Two days later and I’m back at Site B. It has been rain, rain and more rain over the past 48 hours, but at least it’s dry for me this morning. As I arrive, 03 is on his perch, looking over towards me. He looks good in this morning light, his white foreparts contrasting with the deep brown of his wings and back, and his outline sleek, slim and smooth, reminding me of a framed painting of him by John Wright which I have on the wall at home. It’s part of a sequence called ‘Rutland Osprey Family Life’, and was completed in 2004. Various scenes from the season are depicted ~ 03 and his faithful mate 05(00) ~ and of course the two juveniles from that year (5R and 5N), both of which are thankfully still with us and breeding themselves now at Manton Bay and Site N respectively. The vignette I am reminded of today is labelled ‘Male on guard nearby’. At fifteen years old, ‘Mr Rutland’ looks exactly the same this morning as he did eight years ago in John’s painting. As I watch, he rises into the air and flies over me, no doubt towards the reservoir and another fishing trip. As he does so, his new mate, who flew in to take the place of 05(00) when she did not return in 2009, moves to the perch where he had been. Immediately three striped heads appear over the rim of the nest ~ his 25th, 26th and 27th offspring!
At 9.04 he is back with a trout for the family, and he resumes his vigil on the perch while they enjoy their fishy breakfast. Afterwards, peace resumes. Small parties of swifts swoop over the field, coming low to harvest the insects and then climbing high again. Like me, they sense rain is not far away. A pair of whitethroats have a nest nearby, and this morning both adults are active and noisy ~ in the thick bramble just away to my right, and also on the fence and posts in front. The cuckoo calls, but not as insistently as last week ~ his singing time is almost over.
Swift, whitethroat, cuckoo, osprey ~ all here with me now, but all due to join the flyways to Africa when the all too brief summer season is over. I savour every moment spent in their company.
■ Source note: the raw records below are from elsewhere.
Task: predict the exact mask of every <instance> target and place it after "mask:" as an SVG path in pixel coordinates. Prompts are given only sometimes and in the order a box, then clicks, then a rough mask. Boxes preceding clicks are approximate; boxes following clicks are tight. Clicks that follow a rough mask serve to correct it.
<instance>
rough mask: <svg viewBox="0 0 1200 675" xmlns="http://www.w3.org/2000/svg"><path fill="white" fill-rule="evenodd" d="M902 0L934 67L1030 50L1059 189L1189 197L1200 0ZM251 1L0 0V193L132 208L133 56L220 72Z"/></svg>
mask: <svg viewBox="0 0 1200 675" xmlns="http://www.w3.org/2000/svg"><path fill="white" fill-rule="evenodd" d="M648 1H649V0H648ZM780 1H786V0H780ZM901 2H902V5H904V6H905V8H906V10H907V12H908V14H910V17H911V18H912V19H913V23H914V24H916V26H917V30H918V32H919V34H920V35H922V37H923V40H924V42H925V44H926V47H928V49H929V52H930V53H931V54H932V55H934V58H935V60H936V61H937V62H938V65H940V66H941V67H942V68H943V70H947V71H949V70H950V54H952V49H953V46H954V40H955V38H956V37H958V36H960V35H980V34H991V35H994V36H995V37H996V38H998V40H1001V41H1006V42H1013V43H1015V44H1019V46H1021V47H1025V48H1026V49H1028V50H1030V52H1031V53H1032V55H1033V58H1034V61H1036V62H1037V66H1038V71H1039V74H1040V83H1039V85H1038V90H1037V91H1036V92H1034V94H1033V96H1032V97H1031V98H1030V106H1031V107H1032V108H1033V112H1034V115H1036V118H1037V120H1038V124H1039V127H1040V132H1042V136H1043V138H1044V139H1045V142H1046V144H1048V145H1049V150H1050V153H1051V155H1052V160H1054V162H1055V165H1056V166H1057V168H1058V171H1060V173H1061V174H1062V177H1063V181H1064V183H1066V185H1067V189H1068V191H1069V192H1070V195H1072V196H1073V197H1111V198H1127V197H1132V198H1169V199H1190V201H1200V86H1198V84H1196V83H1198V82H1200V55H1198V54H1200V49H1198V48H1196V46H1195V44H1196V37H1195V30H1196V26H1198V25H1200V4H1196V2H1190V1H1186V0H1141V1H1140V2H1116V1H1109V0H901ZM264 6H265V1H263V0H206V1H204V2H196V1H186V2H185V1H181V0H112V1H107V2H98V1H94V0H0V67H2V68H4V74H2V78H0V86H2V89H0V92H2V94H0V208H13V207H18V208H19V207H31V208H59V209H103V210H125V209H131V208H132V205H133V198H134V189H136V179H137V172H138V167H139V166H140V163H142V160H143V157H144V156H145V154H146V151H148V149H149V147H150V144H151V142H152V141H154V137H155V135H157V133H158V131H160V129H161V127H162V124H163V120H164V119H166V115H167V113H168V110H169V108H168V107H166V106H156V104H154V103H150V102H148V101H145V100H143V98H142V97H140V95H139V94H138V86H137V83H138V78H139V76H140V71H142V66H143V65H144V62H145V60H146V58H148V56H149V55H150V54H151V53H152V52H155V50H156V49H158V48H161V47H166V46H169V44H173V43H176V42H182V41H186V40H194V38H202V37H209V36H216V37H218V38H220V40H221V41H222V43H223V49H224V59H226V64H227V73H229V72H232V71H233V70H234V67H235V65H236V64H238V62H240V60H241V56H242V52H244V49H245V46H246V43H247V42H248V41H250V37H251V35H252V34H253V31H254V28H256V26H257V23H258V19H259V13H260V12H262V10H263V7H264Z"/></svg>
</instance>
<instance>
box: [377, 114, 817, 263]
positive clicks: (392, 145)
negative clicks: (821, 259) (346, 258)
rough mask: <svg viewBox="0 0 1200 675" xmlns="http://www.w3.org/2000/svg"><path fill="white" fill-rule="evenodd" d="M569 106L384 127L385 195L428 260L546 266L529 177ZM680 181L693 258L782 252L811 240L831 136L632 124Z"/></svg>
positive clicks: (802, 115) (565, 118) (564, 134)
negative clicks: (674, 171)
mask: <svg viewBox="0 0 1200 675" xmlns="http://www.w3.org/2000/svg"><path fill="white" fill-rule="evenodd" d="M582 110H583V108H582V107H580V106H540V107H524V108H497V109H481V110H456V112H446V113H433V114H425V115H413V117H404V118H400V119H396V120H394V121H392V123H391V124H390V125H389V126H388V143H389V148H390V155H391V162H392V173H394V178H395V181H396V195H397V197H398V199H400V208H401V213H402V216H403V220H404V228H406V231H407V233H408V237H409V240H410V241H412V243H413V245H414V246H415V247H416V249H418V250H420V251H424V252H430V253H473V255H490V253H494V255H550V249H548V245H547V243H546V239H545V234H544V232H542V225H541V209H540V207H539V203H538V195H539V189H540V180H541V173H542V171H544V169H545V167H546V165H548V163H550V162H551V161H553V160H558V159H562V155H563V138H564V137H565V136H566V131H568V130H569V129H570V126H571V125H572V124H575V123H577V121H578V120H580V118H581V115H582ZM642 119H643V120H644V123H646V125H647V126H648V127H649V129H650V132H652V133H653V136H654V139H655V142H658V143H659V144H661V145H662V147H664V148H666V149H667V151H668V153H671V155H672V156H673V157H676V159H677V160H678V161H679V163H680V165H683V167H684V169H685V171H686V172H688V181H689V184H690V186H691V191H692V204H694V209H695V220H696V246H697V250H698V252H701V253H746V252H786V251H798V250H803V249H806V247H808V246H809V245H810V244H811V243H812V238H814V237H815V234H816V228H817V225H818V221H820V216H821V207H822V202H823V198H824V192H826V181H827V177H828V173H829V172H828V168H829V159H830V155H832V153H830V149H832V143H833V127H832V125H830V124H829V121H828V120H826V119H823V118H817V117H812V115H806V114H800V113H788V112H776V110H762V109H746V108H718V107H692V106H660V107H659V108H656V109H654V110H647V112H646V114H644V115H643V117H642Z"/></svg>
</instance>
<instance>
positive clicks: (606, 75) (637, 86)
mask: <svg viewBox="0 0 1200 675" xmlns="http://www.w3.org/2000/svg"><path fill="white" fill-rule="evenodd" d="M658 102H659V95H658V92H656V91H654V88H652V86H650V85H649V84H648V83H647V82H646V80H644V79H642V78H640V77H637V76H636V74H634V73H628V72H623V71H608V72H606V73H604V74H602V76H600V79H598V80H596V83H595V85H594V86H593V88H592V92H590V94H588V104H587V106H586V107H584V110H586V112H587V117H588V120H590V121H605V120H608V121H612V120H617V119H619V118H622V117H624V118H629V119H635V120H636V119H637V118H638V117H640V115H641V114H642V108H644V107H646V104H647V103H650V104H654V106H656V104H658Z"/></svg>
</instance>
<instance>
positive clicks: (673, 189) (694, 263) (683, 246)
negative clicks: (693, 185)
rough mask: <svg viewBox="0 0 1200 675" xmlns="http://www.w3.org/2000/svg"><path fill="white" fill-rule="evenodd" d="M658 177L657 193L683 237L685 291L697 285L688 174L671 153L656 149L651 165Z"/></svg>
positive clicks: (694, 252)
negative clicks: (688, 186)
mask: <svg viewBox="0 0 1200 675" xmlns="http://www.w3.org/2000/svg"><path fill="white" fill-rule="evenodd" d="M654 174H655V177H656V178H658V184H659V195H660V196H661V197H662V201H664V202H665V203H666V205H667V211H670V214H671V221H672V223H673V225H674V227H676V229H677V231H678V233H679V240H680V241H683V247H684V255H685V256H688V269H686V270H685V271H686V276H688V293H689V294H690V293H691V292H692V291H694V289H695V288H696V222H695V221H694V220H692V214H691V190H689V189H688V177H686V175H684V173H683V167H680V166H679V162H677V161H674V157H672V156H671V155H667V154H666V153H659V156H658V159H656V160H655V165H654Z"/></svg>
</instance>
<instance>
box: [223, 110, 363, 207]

By 12.30 I’m driving home in the rain. A man on the radio tells me that the Anglian Water Company has decided to lift its hose-pipe ban. With some regions of the country now under water, and over 50 flood warnings in operation, it’s been a funny old drought! I switch to another radio station. They’re talking about a 14th Century miracle play called ‘Noye’s Fludde’ ~ Noah’s Flood. I switch off and drive home in silence.